NVIDIA / TensorRT-LLM

TensorRT-LLM provides users with an easy-to-use Python API to define Large Language Models (LLMs) and build TensorRT engines that contain state-of-the-art optimizations to perform inference efficiently on NVIDIA GPUs. TensorRT-LLM also contains components to create Python and C++ runtimes that execute those TensorRT engines.
https://nvidia.github.io/TensorRT-LLM
Apache License 2.0
8.82k stars 1.01k forks source link

failed to use "stop_words_list" for tensorrt-llm==0.9.0 #1642

Closed AGI-player closed 7 hours ago

AGI-player commented 6 months ago

i use GenerationExecutorWorker for web service, using the parameters stop_words_list = [["hello, yes"]] by modifying the as_inference_request function in exectutor.py as follow:

image image

the ir parameter as follow: image then failed

image
byshiue commented 6 months ago

Please follow the issue template to share the full end to end reproduced steps. Thank you for cooperation.

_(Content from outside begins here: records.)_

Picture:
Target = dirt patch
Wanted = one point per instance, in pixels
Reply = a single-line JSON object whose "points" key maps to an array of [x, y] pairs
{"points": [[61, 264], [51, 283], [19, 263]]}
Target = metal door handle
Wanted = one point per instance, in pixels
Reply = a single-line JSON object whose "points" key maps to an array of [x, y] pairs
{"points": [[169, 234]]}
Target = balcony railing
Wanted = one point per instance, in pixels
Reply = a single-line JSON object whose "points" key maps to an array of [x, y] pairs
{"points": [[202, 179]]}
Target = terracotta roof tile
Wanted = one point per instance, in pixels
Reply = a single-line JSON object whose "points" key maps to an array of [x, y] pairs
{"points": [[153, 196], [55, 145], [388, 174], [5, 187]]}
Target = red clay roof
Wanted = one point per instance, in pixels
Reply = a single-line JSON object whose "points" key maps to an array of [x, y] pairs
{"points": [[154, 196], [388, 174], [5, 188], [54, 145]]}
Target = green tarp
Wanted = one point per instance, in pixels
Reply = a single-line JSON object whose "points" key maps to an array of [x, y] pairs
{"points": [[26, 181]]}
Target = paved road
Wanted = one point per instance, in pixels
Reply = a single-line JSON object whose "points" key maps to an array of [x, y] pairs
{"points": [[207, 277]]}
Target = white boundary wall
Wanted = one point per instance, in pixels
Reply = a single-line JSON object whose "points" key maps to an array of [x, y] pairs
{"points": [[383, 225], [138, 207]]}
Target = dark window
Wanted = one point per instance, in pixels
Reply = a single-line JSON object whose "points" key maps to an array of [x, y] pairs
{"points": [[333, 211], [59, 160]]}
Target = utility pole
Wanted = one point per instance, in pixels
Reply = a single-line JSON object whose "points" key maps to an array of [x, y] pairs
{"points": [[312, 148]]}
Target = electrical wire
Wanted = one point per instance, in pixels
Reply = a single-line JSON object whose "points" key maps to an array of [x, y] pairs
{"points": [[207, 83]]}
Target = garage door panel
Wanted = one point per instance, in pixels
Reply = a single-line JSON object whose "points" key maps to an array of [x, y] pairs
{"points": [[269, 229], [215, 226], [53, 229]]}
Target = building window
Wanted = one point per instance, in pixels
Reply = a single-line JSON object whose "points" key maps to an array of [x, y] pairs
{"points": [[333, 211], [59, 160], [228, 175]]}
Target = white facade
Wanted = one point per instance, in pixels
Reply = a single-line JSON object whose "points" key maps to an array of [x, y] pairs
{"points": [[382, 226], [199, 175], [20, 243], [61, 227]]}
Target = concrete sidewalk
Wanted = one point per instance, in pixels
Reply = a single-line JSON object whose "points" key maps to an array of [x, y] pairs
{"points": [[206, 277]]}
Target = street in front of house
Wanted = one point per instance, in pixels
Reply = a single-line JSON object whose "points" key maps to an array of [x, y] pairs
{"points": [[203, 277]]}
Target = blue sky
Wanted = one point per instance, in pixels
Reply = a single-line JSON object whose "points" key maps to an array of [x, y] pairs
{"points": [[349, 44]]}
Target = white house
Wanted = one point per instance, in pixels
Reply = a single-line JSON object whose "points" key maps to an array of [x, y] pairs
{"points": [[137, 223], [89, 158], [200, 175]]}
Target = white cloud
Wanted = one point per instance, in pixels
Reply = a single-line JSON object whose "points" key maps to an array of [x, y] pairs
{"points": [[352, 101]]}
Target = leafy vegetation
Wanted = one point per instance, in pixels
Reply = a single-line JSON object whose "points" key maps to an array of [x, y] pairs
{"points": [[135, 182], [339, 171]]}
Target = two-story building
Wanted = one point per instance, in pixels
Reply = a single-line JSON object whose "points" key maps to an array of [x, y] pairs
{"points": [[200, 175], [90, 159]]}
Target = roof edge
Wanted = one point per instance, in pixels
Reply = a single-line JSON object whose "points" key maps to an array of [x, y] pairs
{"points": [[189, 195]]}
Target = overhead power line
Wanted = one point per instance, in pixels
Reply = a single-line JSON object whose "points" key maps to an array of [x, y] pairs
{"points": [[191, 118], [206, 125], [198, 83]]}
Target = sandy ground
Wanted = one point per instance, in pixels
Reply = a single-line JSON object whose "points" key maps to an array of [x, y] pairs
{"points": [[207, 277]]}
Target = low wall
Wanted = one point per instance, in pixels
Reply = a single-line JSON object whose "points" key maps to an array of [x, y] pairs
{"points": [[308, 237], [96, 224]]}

AGI-player commented 6 months ago

Please follow the issue template to share the full end to end reproduced steps. Thank you for cooperation.

the trt engine was built with: trtllm-build --gemm_plugin float16 --max_batch_size=128 --max_input_len=8192 --max_output_len=0 --gpt_attention_plugin float16 --paged_kv_cache enable --remove_input_padding enable --context_fmha enable --max_num_tokens 104448

then use the TensorRT-LLM/examples/apps/fastapi_server.py for web service as follow: python3 -m apps.fastapi_server path/to/engine/ path/to/tokenizer --port 8001

for parameters setting (temperature and stop words list), i modified the TensorRT-LLM/examples/apps/fastapi_server.py file image

and tensorrt_llm/exectutor.py file image

if i didn't pass the stop_words_list, it works well.

image image

It failed when i use the stop words list

image
Superjomn commented 6 months ago

The stop_words_list is not supported well in 0.9.0, maybe you can try the latest main branch, we have refactored the GenerationExecutor, and the stop_words are supported.

AGI-player commented 6 months ago

The stop_words_list is not supported well in 0.9.0, maybe you can try the latest main branch, we have refactored the GenerationExecutor, and the stop_words are supported.

I update the trt version to 0.11.0.dev2024052100,it doesn't work...

fan-niu commented 6 months ago

@Superjomn @byshiue Same question, can you give an example of successful use of stop_words or stop_words_list? Thank you, I am currently using the service started by tensorrtllm_backend, the commit number is 75b0964, and the corresponding tensorrtllm version number is f430a4b

github-actions[bot] commented 5 months ago

This issue is stale because it has been open 30 days with no activity. Remove stale label or comment or this will be closed in 15 days."

nv-guomingz commented 2 weeks ago

Hi @fan-niu do u still have further issue or question now? If not, we'll close it soon.